8. Stage extract_fusion_sequences. The fasta sequences of the preliminary candidate will be extracted
9. Stage map_reads. Reads are mapped back to the candidate fusion sequences
10. Stage get_spanning_reads. JAFFA will count the number of spanning read and spanning pairs over the break point of the fusions
11. Stage align_transcripts_to_genome. The candidates will be aligned to the human genome using BLAT
12. Stage get_final_list. A second filtering of the candidates is done using the genomic alignment and read coverage data. A file ending in .summary will contain all the candidates fusions identified by JAFFA
13. Stage compile_all_results. The summary information from all samples is merged. A fasta file of candidate fusions from all samples is created.

If everything runs smoothly, you should see two new files created in your working directory: jaffa_results.csv and jaffa_results.fasta. See OutputDescription for a description of the content of these files.

Create and change into another directory for the "Direct" mode example. To run, type:

<JAFFA dir>/tools/bin/bpipe run <JAFFA dir>/JAFFA_direct.groovy <data dir>/BT474-demo_*.fastq.gz <data dir>/MCF7-demo_*.fastq.gz

You'll see a few different stages in this pipeline, compared to the previous:

1. Stage cat_reads . Concatenate the paired-end reads into a single file.
2. Stage remove_dup . Remove duplicate reads.
3. Stage get_unmapped. Map the reads to the reference transcriptome and extract the reads that do not map.

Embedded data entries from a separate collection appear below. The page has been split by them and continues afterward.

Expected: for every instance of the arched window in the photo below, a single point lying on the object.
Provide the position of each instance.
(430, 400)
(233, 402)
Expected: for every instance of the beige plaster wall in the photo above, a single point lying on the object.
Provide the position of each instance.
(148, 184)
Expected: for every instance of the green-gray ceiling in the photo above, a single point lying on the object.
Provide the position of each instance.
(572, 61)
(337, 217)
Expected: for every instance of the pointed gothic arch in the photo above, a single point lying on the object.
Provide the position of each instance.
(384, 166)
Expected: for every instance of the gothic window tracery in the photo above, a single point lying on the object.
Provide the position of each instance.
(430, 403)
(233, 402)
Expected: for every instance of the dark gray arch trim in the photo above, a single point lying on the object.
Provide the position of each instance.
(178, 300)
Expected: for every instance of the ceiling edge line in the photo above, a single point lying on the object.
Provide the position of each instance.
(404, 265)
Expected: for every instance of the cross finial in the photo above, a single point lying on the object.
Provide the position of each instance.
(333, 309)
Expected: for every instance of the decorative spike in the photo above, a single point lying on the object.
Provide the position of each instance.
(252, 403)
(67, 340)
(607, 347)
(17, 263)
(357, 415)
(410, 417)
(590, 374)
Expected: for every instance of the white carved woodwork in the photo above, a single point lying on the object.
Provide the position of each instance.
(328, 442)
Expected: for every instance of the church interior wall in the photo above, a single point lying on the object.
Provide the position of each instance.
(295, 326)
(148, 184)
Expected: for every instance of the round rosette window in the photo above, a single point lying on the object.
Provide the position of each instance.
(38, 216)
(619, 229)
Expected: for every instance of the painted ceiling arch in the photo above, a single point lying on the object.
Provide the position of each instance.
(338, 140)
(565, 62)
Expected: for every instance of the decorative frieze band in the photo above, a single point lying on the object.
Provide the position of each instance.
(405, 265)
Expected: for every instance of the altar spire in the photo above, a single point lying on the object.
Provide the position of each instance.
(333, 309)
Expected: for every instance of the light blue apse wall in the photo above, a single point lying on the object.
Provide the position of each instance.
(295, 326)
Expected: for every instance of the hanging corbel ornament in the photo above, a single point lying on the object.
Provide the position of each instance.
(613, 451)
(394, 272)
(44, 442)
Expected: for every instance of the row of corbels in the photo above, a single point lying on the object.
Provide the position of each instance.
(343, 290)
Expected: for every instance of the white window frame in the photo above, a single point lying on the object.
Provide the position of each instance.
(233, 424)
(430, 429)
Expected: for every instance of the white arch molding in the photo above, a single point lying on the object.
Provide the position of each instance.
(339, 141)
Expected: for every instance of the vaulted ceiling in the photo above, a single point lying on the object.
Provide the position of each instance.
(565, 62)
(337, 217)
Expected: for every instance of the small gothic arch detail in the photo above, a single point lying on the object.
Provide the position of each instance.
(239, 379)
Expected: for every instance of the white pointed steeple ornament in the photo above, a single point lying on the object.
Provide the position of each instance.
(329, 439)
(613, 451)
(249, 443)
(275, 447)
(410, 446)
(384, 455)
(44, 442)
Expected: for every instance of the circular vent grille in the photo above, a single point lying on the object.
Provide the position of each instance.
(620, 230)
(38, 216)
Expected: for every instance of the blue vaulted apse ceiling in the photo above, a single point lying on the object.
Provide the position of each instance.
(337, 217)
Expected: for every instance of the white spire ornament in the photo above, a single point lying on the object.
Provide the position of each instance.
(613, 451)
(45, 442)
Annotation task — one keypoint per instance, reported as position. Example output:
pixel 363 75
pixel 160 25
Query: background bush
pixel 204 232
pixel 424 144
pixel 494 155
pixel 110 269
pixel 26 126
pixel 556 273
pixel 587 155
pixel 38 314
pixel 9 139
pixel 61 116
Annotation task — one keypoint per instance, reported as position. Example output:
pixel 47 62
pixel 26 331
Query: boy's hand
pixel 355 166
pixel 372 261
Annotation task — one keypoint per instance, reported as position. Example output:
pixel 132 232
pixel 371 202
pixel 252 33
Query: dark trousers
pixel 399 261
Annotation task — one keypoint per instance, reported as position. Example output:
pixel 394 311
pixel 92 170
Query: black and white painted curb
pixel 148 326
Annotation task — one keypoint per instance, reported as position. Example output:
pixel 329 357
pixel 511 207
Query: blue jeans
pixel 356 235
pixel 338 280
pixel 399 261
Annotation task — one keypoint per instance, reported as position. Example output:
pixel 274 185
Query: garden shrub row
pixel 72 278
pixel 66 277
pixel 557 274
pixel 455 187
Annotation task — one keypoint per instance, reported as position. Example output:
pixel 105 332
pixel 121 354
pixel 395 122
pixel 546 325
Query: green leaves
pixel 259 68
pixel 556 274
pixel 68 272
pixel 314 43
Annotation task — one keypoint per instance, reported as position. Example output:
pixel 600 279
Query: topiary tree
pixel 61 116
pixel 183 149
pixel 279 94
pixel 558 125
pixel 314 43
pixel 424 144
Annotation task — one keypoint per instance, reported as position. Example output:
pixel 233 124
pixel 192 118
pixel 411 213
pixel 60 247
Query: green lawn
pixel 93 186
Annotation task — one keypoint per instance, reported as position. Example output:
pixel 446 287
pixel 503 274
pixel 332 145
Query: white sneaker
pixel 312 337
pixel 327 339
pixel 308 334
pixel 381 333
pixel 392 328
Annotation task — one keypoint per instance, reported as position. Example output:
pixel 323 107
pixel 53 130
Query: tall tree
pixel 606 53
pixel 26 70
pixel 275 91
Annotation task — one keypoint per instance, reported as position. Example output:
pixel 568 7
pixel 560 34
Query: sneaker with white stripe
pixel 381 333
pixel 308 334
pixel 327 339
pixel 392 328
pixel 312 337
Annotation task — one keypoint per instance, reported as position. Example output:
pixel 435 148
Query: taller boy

Hybrid give you the best of both assembly and direct. Again, create and change into a new working directory, then run it like so:

<JAFFA dir>/tools/bin/bpipe run <JAFFA dir>/JAFFA_hybrid.groovy <data dir>/BT474-demo_*.fastq.gz <data dir>/MCF7-demo_*.fastq.gz

To run JAFFA on noisy long reads run with the JAFFAL pipeline:

<JAFFA dir>/tools/bin/bpipe run <JAFFA dir>/JAFFAL.groovy <data dir>/*.fastq.gz 

JAFFAL runs a similar pipeline to "Direct", but uses the ONT aligner minimap2. Note, JAFFAL won't complete on the demo data due to the short read-length, but you can test JAFFAL using our simulated data.